The vessel traffic system, a radar system overseen by the Coast Guard and designed to monitor tanker traffic, was in disrepair. The night of the accident, the system's watch didn't take the trouble to boost radar coverage to follow the Exxon Valdez, even though no other ships were at sea at the time and the vessel had reported ice dangers ahead. It is a Coast Guard practice to monitor vessels through Prince William Sound, but not a requirement.

Had the radar tracked the tanker, staff said, the vessel's collision course would have been detected and the exhausted crew warned of imminent disaster.

"The operators didn't try to crank up the radar to track the vessel," Woody said. "Had they done so, they probably could have tracked it all the way to the grounding site."

Woody said the Coast Guard itself stopped keeping data on ice in the waterway in 1985, even though radar operators knew tankers were increasingly having to swing close to Bligh Reef to avoid it.

Woody said that just hours before the Exxon Valdez ran aground, an Alaska ferry arrived in Valdez after having had to use spotlights to navigate through the ice.

But the ferry's crew was neither asked about nor offered information on ice conditions before the Exxon Valdez steamed out of port, he said.
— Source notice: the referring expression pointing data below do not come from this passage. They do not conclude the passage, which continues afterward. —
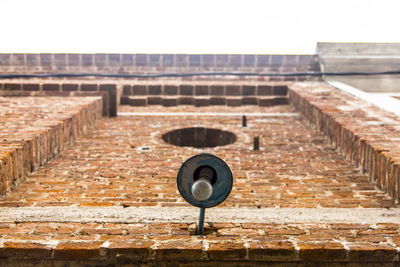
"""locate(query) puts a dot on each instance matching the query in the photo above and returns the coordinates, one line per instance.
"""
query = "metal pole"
(200, 230)
(256, 143)
(244, 121)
Neither the crew nor the Coast Guard had the most recent information on ice conditions.

The board also came down hard on the state for moving the posting of state approved pilots aboard tankers from Cape Hinchinbrook back to Rocky Point. Rocky Point is north of Bligh Reef, 18 miles from the port of Valdez; Hinchinbrook is at the mouth of the Sound, about 40 miles south of the reef. The decision to move came upon the advice of the Alaska Pilots Association after a pilot vessel sank at Hinchinbrook in 1980.

Had a state pilot been aboard the Exxon Valdez on March 24, 1989, the grounding would not have occurred, NTSB staff said.

But while some members wanted to single out the state, the board's final probable cause finding cited only the "lack of effective pilotage services." It did not mention the state.

One of the board's conclusions, however, criticized the move of the pilot's station as being unsupported by "adequate analysis and review by the State of Alaska."

Since the disaster, the Hinchinbrook to Valdez pilot requirement has been reinstituted.